Hari ini, jalanan di berbagai kota besar di Indonesia kembali dipenuhi rombongan pengemudi ojek online (ojol) yang turun ke jalan. Mereka membawa poster, spanduk, dan suara lantang menuntut perubahan. Tuntutan mereka sebenarnya bukan hal baru---nasib yang lebih baik, sistem pembagian hasil yang adil, dan perlindungan dari negara.
Demo besar-besaran ini dipusatkan di Jakarta, dengan lokasi strategis seperti Kemenhub, DPR/MPR, hingga kantor aplikator seperti Grab dan Gojek jadi titik kumpul. Aksi serupa juga bergema di kota-kota lain: Surabaya, Palembang, Semarang, Yogyakarta, dan Bandung.
Namun, di balik semangat perjuangan itu, muncul satu pertanyaan yang tak kalah penting: apakah ini murni soal kesejahteraan, atau sudah dicampuri urusan politik dan persaingan bisnis?
Isi Tuntutan: Lama Tapi Masih Relevan
Lima poin utama jadi inti demo kali ini:
1. Aplikator harus disanksi jika melanggar aturan pemerintah---khususnya Peraturan Menteri Perhubungan No. 12 Tahun 2019 dan Keputusan Menhub No. 1001 Tahun 2022.
2. Potongan yang diambil aplikasi diminta dipangkas, dari sekitar 20% menjadi maksimal 10%.

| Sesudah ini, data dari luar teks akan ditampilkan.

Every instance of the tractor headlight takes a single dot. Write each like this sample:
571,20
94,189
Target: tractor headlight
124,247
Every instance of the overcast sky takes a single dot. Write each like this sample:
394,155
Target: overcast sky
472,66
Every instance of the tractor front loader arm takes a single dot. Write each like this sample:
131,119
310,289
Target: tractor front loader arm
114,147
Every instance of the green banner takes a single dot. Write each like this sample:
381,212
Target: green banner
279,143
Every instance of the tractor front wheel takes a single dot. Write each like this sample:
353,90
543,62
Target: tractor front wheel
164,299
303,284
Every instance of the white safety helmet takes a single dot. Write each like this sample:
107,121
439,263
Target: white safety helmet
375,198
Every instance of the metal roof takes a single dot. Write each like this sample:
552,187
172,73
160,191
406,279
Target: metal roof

3. Penghapusan skema tarif "aceng", "slot", "hemat", dan "prioritas" yang dianggap mempersulit pendapatan driver.
4. Tarif layanan makanan dan barang harus disepakati bersama, bukan ditentukan sepihak.
5. Ada jaminan perlindungan dan peningkatan kesejahteraan, karena mereka bukan sekadar "mitra", tapi tulang punggung layanan.
Tuntutan-tuntutan ini sudah sering disuarakan, tapi belum juga ada perubahan berarti. Tidak heran kalau akhirnya banyak driver merasa harus kembali turun ke jalan.